The result is that the world’s biggest laptop manufacturers are companies that few buyers have heard of: Compal, Quanta and Wistron. They all make machines for the three biggest brands -- HP, Acer and Dell -- though not in equal numbers. Bearing in mind that this sort of information can be unreliable and soon goes out of date, it seems that Quanta is HP’s biggest contractor while Compal and Wistron are Acer’s.
The other major contract manufacturers include Inventec, Flextronics, Pegatron, and one that you will have heard of: Foxconn.
It’s a big business: both HP and Acer need close to a million portable computers every week. It’s hardly surprising that each of them uses about half a dozen manufacturers.

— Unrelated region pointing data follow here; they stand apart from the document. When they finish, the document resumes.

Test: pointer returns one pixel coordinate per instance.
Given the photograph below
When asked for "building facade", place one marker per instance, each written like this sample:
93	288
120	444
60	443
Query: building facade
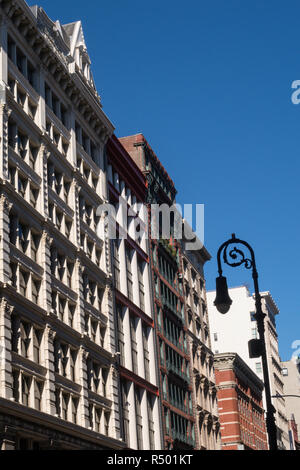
240	319
169	313
202	359
240	404
58	377
135	334
291	380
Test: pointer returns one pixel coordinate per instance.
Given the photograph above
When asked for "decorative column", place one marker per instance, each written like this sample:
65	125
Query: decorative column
6	380
5	112
114	388
79	320
49	394
43	171
83	381
144	410
132	416
5	207
139	340
46	291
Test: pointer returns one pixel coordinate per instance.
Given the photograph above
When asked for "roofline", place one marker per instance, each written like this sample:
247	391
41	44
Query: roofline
267	295
146	143
241	365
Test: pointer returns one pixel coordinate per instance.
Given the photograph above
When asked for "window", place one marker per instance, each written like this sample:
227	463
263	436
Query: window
254	333
38	386
37	334
25	390
74	409
65	400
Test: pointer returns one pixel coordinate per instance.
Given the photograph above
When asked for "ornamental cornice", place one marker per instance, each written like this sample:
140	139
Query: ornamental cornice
5	204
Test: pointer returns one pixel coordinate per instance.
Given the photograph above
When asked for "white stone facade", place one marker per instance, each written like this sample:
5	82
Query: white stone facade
208	435
140	405
57	371
231	333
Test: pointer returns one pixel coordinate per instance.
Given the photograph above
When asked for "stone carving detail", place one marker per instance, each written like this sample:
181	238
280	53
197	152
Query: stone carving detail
5	204
6	307
50	333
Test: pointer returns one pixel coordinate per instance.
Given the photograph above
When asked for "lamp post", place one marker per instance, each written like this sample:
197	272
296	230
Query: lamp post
232	256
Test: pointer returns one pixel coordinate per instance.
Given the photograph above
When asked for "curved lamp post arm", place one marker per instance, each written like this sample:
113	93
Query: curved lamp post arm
235	257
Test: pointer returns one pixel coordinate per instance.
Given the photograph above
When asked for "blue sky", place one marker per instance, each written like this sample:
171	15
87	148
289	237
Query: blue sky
209	85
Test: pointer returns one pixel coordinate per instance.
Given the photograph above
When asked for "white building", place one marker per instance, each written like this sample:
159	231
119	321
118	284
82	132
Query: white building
58	382
135	336
208	435
291	380
232	331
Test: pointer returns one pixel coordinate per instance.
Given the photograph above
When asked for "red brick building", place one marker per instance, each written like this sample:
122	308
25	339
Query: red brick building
240	404
170	323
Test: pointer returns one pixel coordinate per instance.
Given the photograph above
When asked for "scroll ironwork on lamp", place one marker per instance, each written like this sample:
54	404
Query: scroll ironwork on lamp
234	257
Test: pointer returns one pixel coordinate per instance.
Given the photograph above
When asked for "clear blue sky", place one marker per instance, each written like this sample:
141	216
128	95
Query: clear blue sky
209	85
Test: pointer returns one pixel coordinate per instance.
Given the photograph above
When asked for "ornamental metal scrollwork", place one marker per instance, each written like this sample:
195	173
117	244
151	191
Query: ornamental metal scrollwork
236	254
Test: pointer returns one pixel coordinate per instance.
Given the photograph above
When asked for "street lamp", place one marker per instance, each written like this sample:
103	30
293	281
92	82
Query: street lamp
235	257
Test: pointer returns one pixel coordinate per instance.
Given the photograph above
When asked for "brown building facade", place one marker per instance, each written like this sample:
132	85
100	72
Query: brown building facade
170	324
240	404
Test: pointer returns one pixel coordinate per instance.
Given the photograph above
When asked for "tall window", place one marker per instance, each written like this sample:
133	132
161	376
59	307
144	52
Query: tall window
146	352
25	338
116	263
139	419
150	404
38	387
141	284
121	339
134	344
129	274
125	410
25	390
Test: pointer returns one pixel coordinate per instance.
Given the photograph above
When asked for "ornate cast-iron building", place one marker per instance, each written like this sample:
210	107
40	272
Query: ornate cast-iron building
240	402
135	335
194	256
171	330
58	382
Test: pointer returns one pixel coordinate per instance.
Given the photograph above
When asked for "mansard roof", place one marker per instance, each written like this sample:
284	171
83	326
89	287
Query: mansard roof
69	38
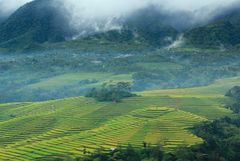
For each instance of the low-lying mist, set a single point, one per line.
(99, 16)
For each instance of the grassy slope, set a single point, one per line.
(68, 126)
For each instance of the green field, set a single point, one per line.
(66, 127)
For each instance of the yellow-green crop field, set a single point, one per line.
(68, 127)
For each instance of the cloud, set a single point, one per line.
(101, 15)
(9, 6)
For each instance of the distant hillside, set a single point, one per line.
(38, 21)
(148, 25)
(224, 30)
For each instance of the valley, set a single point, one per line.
(70, 127)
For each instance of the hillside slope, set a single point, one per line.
(37, 21)
(224, 30)
(74, 126)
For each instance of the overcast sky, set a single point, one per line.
(100, 8)
(7, 6)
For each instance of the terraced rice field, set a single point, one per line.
(75, 126)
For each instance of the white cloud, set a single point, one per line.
(9, 6)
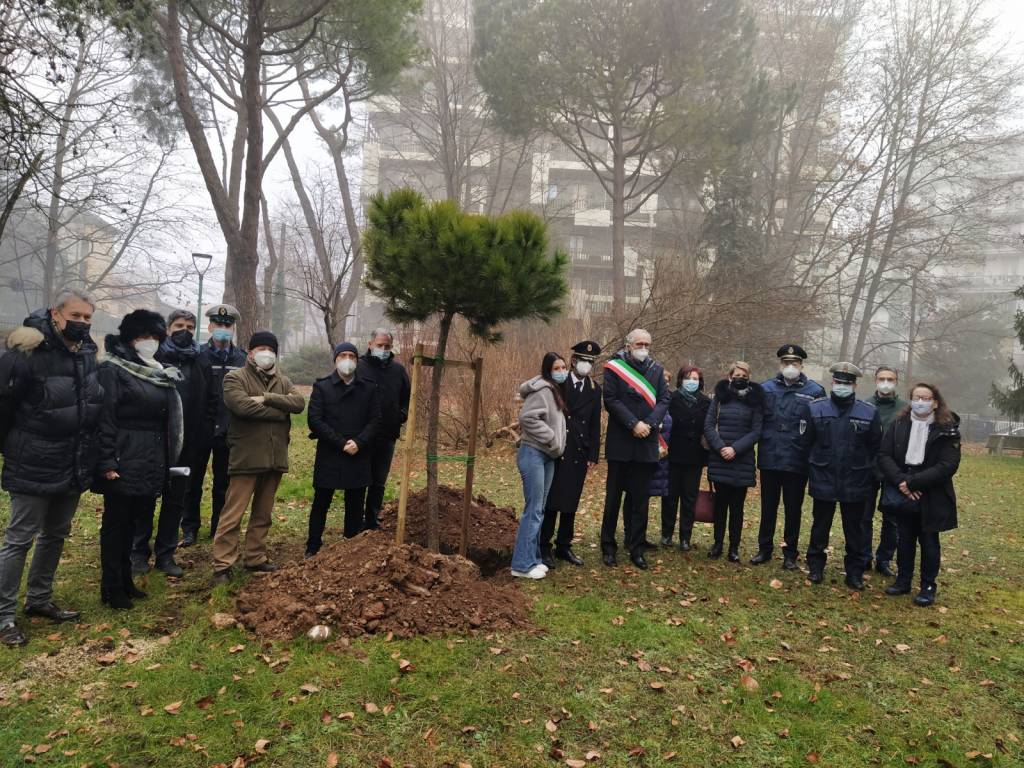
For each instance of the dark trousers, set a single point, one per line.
(823, 512)
(117, 534)
(910, 535)
(790, 487)
(888, 535)
(633, 480)
(380, 467)
(729, 502)
(684, 482)
(190, 520)
(172, 506)
(355, 520)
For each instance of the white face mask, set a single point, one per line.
(886, 387)
(265, 358)
(146, 347)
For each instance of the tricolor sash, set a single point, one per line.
(637, 383)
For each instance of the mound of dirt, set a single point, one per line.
(370, 586)
(492, 528)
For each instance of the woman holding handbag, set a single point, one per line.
(920, 455)
(732, 428)
(687, 455)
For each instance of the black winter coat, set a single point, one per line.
(735, 422)
(338, 413)
(934, 478)
(687, 429)
(393, 389)
(134, 428)
(199, 400)
(50, 398)
(583, 444)
(221, 364)
(626, 407)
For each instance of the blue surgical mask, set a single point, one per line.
(922, 408)
(842, 390)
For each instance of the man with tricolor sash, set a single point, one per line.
(636, 398)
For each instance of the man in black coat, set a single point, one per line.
(636, 398)
(393, 389)
(583, 449)
(199, 407)
(222, 355)
(50, 398)
(344, 419)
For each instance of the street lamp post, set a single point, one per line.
(202, 262)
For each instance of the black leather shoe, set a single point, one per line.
(51, 611)
(263, 567)
(11, 636)
(568, 556)
(926, 597)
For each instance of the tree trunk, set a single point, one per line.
(433, 419)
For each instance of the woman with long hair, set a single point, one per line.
(920, 455)
(542, 425)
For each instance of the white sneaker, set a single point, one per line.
(536, 572)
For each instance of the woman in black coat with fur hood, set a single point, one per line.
(920, 455)
(140, 435)
(732, 428)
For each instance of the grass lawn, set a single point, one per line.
(691, 664)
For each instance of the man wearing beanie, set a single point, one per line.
(344, 419)
(261, 401)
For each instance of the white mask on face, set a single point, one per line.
(265, 358)
(146, 348)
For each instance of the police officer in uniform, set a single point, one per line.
(780, 455)
(583, 443)
(223, 356)
(843, 436)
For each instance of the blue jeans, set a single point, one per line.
(537, 470)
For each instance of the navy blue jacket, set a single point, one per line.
(785, 408)
(626, 407)
(843, 443)
(735, 422)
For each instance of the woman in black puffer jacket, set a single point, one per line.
(140, 435)
(732, 428)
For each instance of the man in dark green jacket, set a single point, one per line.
(889, 404)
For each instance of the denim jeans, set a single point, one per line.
(537, 470)
(45, 520)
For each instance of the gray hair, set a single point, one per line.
(73, 293)
(631, 337)
(382, 332)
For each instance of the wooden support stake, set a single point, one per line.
(471, 465)
(399, 536)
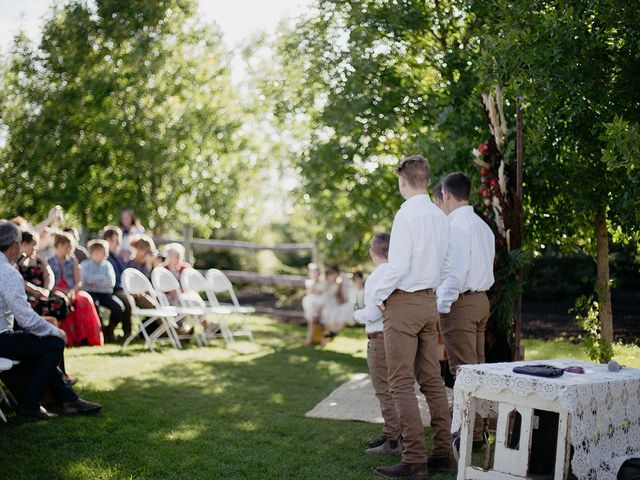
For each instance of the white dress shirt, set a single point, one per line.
(15, 307)
(469, 265)
(417, 248)
(371, 315)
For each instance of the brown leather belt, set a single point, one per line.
(403, 292)
(468, 293)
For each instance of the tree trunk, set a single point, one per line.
(603, 289)
(84, 230)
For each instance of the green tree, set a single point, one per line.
(374, 81)
(127, 105)
(575, 64)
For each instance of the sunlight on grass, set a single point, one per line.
(535, 349)
(193, 413)
(185, 433)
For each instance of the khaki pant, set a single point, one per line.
(377, 361)
(411, 344)
(463, 330)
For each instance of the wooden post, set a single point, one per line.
(315, 258)
(188, 244)
(518, 354)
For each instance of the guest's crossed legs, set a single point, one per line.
(42, 354)
(411, 346)
(463, 330)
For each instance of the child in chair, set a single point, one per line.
(371, 317)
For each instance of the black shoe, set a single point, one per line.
(442, 464)
(80, 406)
(403, 470)
(376, 442)
(40, 414)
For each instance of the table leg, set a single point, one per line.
(562, 448)
(466, 438)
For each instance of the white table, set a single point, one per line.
(599, 416)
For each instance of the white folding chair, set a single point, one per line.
(135, 283)
(218, 283)
(5, 364)
(193, 283)
(167, 286)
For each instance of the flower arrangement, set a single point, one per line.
(498, 205)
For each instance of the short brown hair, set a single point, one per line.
(109, 232)
(437, 190)
(380, 244)
(143, 242)
(94, 245)
(415, 170)
(458, 185)
(63, 238)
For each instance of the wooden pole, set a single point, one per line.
(188, 244)
(517, 244)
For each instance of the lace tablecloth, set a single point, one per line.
(604, 407)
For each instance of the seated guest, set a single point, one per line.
(312, 304)
(131, 228)
(144, 254)
(174, 254)
(336, 310)
(113, 236)
(371, 317)
(83, 325)
(39, 344)
(144, 258)
(98, 280)
(79, 251)
(39, 282)
(35, 270)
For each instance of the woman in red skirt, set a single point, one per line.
(82, 326)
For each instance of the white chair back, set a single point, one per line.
(219, 282)
(135, 283)
(166, 283)
(193, 281)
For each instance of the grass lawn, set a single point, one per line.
(208, 413)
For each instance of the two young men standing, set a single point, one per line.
(436, 264)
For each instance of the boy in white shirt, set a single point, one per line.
(406, 295)
(371, 317)
(462, 300)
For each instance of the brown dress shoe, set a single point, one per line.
(40, 414)
(403, 470)
(442, 464)
(80, 406)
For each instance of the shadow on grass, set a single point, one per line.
(230, 419)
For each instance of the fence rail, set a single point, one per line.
(190, 243)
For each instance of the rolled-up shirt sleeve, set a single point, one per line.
(368, 314)
(15, 299)
(399, 260)
(458, 263)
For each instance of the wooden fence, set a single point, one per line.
(190, 243)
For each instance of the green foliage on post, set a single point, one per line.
(129, 105)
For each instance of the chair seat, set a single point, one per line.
(238, 309)
(6, 364)
(155, 312)
(189, 310)
(218, 310)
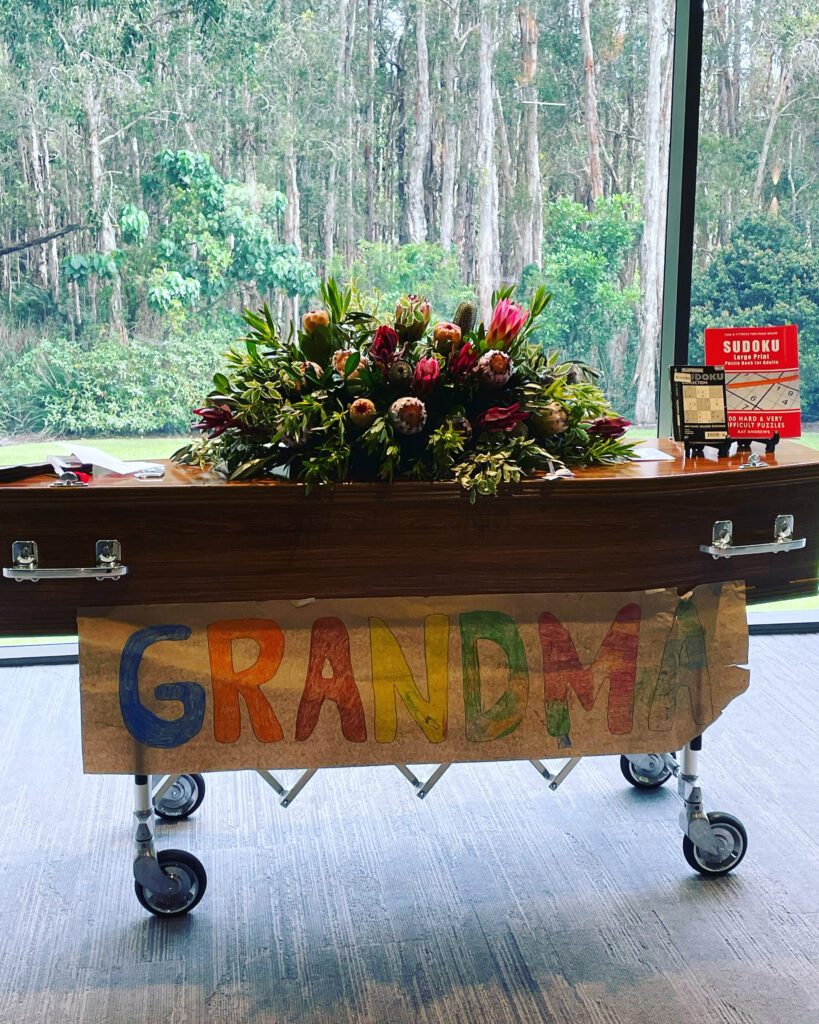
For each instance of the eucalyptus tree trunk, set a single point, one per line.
(370, 144)
(652, 247)
(416, 215)
(590, 98)
(350, 142)
(106, 236)
(330, 206)
(293, 211)
(785, 76)
(449, 148)
(33, 162)
(532, 219)
(488, 245)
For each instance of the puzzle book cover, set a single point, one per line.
(762, 378)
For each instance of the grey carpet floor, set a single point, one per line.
(494, 900)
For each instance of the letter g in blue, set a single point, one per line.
(143, 725)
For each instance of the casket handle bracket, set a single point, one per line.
(26, 564)
(722, 544)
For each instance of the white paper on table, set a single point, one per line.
(644, 454)
(109, 462)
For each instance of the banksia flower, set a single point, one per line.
(340, 361)
(462, 361)
(408, 415)
(508, 318)
(427, 372)
(608, 426)
(412, 315)
(362, 412)
(445, 336)
(313, 320)
(465, 316)
(400, 375)
(494, 368)
(552, 419)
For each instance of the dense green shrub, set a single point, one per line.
(58, 386)
(767, 274)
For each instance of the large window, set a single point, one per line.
(185, 162)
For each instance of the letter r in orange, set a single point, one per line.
(228, 684)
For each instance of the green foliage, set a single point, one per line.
(767, 274)
(389, 271)
(272, 410)
(585, 259)
(134, 223)
(31, 304)
(60, 387)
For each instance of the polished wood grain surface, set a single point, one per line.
(191, 537)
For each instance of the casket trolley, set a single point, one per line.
(627, 527)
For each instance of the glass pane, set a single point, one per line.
(756, 262)
(183, 163)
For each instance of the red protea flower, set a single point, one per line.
(463, 360)
(608, 426)
(508, 318)
(502, 418)
(215, 419)
(427, 372)
(383, 347)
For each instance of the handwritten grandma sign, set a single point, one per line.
(384, 681)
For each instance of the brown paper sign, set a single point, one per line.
(201, 687)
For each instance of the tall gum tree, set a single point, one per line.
(416, 215)
(488, 244)
(654, 207)
(532, 219)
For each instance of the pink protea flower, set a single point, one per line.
(494, 368)
(215, 420)
(508, 318)
(427, 372)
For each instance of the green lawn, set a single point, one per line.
(122, 448)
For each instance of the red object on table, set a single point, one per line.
(762, 378)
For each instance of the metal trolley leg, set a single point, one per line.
(173, 882)
(146, 869)
(714, 843)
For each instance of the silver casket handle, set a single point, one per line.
(26, 564)
(722, 544)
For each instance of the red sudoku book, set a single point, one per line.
(762, 378)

Contract manufacturers and ODMs (original design manufacturers) can do all sorts of things. They can supply “barebones” machines that brand name companies can complete by adding a processor, disk drive and so on. They can provide “white box” systems that dozens of companies can sell, so the same machine appears with many different badges. They can manufacture, box and ship branded machines to another company’s design.
But if we’re serious buyers, shouldn’t we be evaluating which contract manufacturers produce the best laptops? Is an HP laptop made by Quanta better than an HP laptop made by Foxconn? Are the laptops that Wistron makes for HP, Acer and Dell better or worse than the ones Quanta manufactures for the same companies. What if the different contractors are manufacturing identical designs?
This is not something the big brands want to talk about. They certainly won’t tell me which contractors make which machines, let alone which ones are more reliable. But it can make a difference. For example, my IBM ThinkPads manufactured in Greenock in Scotland were better made than later ones with labels that say: “Manufactured for IBM Corporation. Made in China”. (Yes, they were also a lot more expensive.)
One of the problems is that there’s not much money in manufacturing. Acer was one of the first big companies to act on this. When the Italian-born Gianfranco Lanci started transforming Acer, one of his executives sketched out the strategy for me on a restaurant napkin. He drew a bell curve and explained that most PC companies focused on the middle bit -- manufacturing -- rather than the extremes: the initial design and the final marketing.
Acer was going to turn the curve upside down to concentrate on design and marketing, hollowing out the manufacturing. It led to Acer’s astonishing growth over the past few years, which could soon make it the world’s biggest PC supplier. (It’s not clear whether Apple was an inspiration but it obviously uses the same playbook.)
So what happened to Acer’s 8,500 production workers, who had been looked after by Acer’s paternalistic founder, Stan Shih? Most of them are in the contract manufacturing business, because Acer created the spin-off we know as Wistron. It now has about 40,000 employees. More recently, Asus (which was founded by former Acer employees) spun off a separate company, Pegatron, to do contract manufacturing.